My Mum's treacle tart

Treacle Tart

This week’s recipe is a very special treacle tart made using my Mum’s pastry recipe. It’s not quite traditional so I also tell you the changes needed to make it in the completely traditional way in the video below.

Ingredients
For the filling: 1 1/2 cups white breadcumbs

3/4 cup of treacle

Optional

zest and juice of 1/2 a lemon (I don’t like it with treacle so I leave it out)

1/2 cup of raisins or sultanas

1/4 – 1/2 teaspoon of ground ginger

For the pastry

500gm or 1lb 1 1/2oz self raising flour. Use plain flour for a more traditional shortcrust pastry.

250gm or 8 3/4 oz of butter or cooking margarine.

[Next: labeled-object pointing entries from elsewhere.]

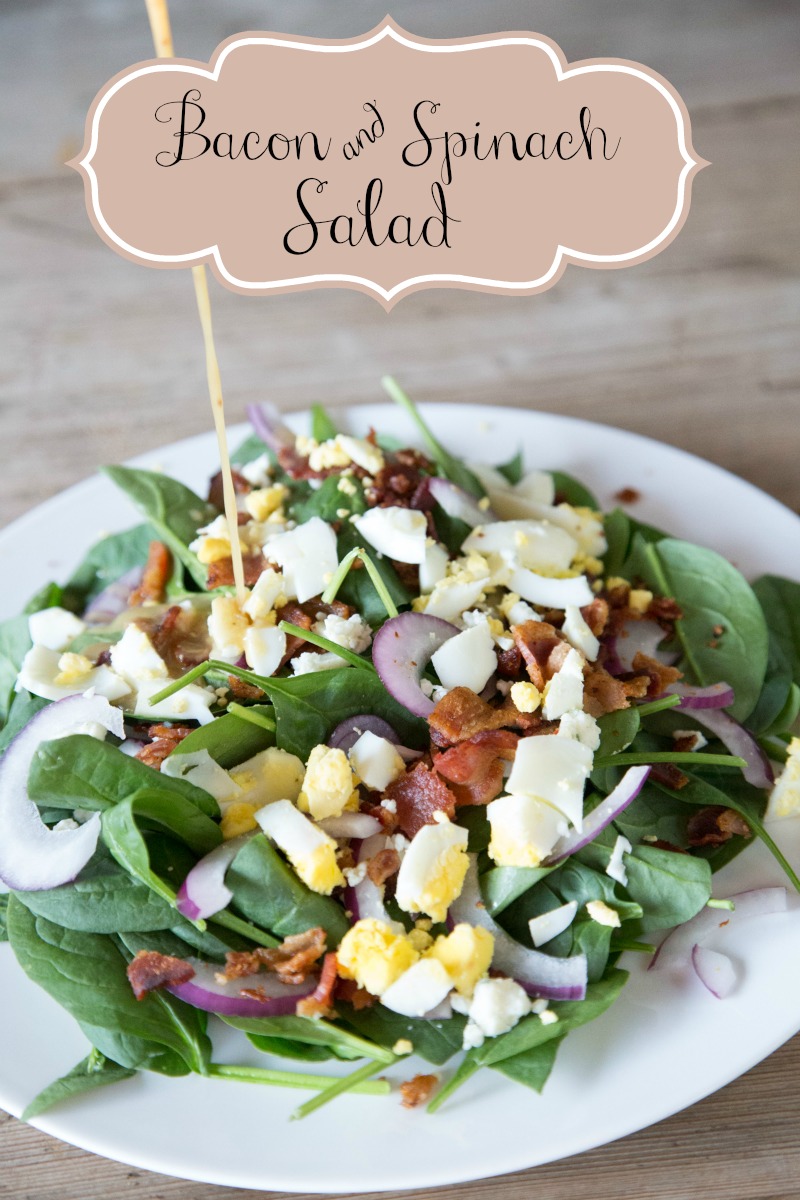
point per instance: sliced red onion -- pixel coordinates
(539, 973)
(617, 801)
(203, 892)
(675, 951)
(31, 856)
(350, 825)
(716, 695)
(715, 971)
(458, 503)
(402, 649)
(114, 599)
(270, 429)
(739, 742)
(206, 993)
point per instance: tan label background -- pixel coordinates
(511, 226)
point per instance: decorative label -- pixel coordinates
(388, 163)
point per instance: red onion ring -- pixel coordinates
(206, 993)
(617, 801)
(402, 649)
(541, 975)
(31, 856)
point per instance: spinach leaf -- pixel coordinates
(359, 591)
(322, 426)
(173, 509)
(103, 899)
(95, 1071)
(79, 772)
(572, 491)
(14, 645)
(672, 888)
(433, 1041)
(229, 739)
(308, 708)
(513, 469)
(531, 1067)
(86, 975)
(269, 893)
(107, 562)
(711, 593)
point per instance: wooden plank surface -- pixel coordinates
(697, 347)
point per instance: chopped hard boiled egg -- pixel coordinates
(307, 557)
(467, 660)
(554, 769)
(419, 989)
(398, 533)
(524, 829)
(376, 761)
(311, 852)
(328, 785)
(467, 955)
(376, 954)
(54, 628)
(433, 868)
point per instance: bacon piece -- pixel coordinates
(156, 575)
(352, 994)
(536, 640)
(383, 865)
(320, 1002)
(150, 970)
(596, 616)
(417, 795)
(602, 693)
(292, 961)
(659, 676)
(716, 825)
(216, 492)
(163, 741)
(417, 1090)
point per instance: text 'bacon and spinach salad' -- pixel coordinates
(461, 743)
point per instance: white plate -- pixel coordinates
(662, 1047)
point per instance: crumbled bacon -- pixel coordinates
(320, 1002)
(150, 970)
(216, 492)
(716, 825)
(383, 865)
(221, 574)
(602, 693)
(417, 795)
(352, 994)
(536, 641)
(417, 1090)
(292, 961)
(156, 575)
(163, 739)
(659, 676)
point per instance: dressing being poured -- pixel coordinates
(162, 39)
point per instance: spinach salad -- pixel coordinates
(461, 743)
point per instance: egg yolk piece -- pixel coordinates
(374, 955)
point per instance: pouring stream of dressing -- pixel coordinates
(162, 40)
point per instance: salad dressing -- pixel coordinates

2 eggs mixed with a little water.

1/2 cup of white sugar.

Oven temperature: 190 degrees C or 375 degrees F

This recipe makes 8-10 serves

Method

Preheat your oven.

Rub sugar (or salt), flour and margarine together until it feels like bread-crumbs.

Add egg water and mix gently until combined.

Rest in the fridge for half an hour. The pastry, not you.

Roll out and cut a circle to fit an 8″ or 20 cm pie tin.

Grease and flour your pie tin and lay the pastry base in it.

Line the top of the pastry shell with baking paper and weight down with rice or pie weights and bake for 15 minutes.

Combine the bread crumbs and treacle and pour into the baked pie crust.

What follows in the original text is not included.